Negative, I think. Mitchell_Porter views Newcomblike problems in terms of physical causality. The problems themselves are pushing him to switch to thinking about logical causality, but he can’t make the jump because he thinks it must be wrong. It’s frustrating for me to watch, knowing how much beautiful undiscovered math might lie beyond the jump.
I wonder if I have any such obvious hangups. I know I did in the past.
I will get the hang of this eventually. I just have to break it down into a form I can accept first. I see what you, Nesov, Nisan, etc., are doing with the mutually dependent programs or functions. But we could tell a story, of Omega meeting a TDT agent who one-boxes and gets the reward, in which everything is caused by forward-in-time physical causality. So the status of “logical causality” is uncertain and perhaps suspect. It may not be an essential concept, in order to understand what’s going on here.
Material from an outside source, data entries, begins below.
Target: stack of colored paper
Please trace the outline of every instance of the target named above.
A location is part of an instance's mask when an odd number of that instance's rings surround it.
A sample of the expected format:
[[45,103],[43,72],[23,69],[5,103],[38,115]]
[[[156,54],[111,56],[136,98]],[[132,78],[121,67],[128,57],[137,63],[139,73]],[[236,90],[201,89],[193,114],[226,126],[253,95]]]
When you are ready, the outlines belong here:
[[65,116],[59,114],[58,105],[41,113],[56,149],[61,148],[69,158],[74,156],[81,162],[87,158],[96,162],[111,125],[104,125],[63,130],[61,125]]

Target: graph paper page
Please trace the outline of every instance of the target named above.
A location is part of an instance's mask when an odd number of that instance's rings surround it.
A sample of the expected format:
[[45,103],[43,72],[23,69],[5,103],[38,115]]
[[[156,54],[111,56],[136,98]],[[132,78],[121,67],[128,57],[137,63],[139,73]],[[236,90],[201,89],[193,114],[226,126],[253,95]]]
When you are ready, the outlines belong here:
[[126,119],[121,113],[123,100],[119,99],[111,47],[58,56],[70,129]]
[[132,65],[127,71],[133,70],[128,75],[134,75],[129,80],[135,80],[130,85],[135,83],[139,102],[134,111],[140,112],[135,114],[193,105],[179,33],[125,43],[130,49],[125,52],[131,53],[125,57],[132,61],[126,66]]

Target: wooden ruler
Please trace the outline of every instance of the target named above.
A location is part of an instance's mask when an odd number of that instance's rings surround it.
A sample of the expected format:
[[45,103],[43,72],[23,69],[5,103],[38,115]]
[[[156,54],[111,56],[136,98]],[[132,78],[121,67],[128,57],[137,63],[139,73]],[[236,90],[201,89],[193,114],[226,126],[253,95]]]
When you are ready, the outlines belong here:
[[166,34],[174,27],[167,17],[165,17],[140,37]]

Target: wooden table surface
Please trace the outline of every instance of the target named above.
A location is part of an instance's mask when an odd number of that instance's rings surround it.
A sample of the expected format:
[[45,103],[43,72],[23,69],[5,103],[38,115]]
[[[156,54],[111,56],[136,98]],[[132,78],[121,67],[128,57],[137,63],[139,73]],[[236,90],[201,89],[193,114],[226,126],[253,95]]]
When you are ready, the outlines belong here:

But we could tell a story, of Omega meeting a TDT agent who one-boxes and gets the reward, in which everything is caused by forward-in-time physical causality.
Many things can be explained in multiple different ways, and for physical events a physical (causal) explanation is always possible. The lesson of LW-style decision theories seems to be that one shouldn’t privilege the physical explanation over other types of knowledge about how events depend on each other, that other kinds of dependence can be equally useful (even though there must be a physical explanation for how those dependencies between physical events got established).
My CDT solution is to notice that Omega’s promise of the future is correct, then it must be capable of bringing it about. Perhaps it knows how to teleport the larger reward away if we go for the visible reward. Maybe Omega is just a master stage magician. Point is, taking the action of going and getting the visible reward will prevent me from getting the invisible one. I don’t need to worry about implementation details like whether it’s really based on my decision before I make it, or just the actions I take after I make it. The constraint is equally real whether I understand the mechanism or not.
Yes, that dodges the real question, but can an example illustrating the same deficiency of CDT be constructed, that isn’t subject to this dodge? I’m not certain it’s possible.
You could look at it another way. If a CDT agent knows it will face unspecified Newcomblike problems in the future, it will want to make the most general precommitment now. Of course you can’t come up with the most general precommitment that will solve all decision problems, because there could be a universe that arbitrarily punishes you for having a specific decision algorithm in your head, and rewards some other silly decision algorithm for being different. But if the universe rewards or punishes you only based on the return value of your algorithm and not its internals, then we can hope to figure out mathematically how the most general precommitment (UDT) should choose its return value in every situation. We already know enough to suspect that that it will probably talk about logical implication instead of physical causality, even in a world that runs on physical causality.
Negative, I think. Mitchell_Porter views Newcomblike problems in terms of physical causality. The problems themselves are pushing him to switch to thinking about logical causality, but he can’t make the jump because he thinks it must be wrong. It’s frustrating for me to watch, knowing how much beautiful undiscovered math might lie beyond the jump.
I wonder if I have any such obvious hangups. I know I did in the past.
I will get the hang of this eventually. I just have to break it down into a form I can accept first. I see what you, Nesov, Nisan, etc., are doing with the mutually dependent programs or functions. But we could tell a story, of Omega meeting a TDT agent who one-boxes and gets the reward, in which everything is caused by forward-in-time physical causality. So the status of “logical causality” is uncertain and perhaps suspect. It may not be an essential concept, in order to understand what’s going on here.
Many things can be explained in multiple different ways, and for physical events a physical (causal) explanation is always possible. The lesson of LW-style decision theories seems to be that one shouldn’t privilege the physical explanation over other types of knowledge about how events depend on each other, that other kinds of dependence can be equally useful (even though there must be a physical explanation for how those dependencies between physical events got established).
My CDT solution is to notice that Omega’s promise of the future is correct, then it must be capable of bringing it about. Perhaps it knows how to teleport the larger reward away if we go for the visible reward. Maybe Omega is just a master stage magician. Point is, taking the action of going and getting the visible reward will prevent me from getting the invisible one. I don’t need to worry about implementation details like whether it’s really based on my decision before I make it, or just the actions I take after I make it. The constraint is equally real whether I understand the mechanism or not.
Yes, that dodges the real question, but can an example illustrating the same deficiency of CDT be constructed, that isn’t subject to this dodge? I’m not certain it’s possible.
You could look at it another way. If a CDT agent knows it will face unspecified Newcomblike problems in the future, it will want to make the most general precommitment now. Of course you can’t come up with the most general precommitment that will solve all decision problems, because there could be a universe that arbitrarily punishes you for having a specific decision algorithm in your head, and rewards some other silly decision algorithm for being different. But if the universe rewards or punishes you only based on the return value of your algorithm and not its internals, then we can hope to figure out mathematically how the most general precommitment (UDT) should choose its return value in every situation. We already know enough to suspect that that it will probably talk about logical implication instead of physical causality, even in a world that runs on physical causality.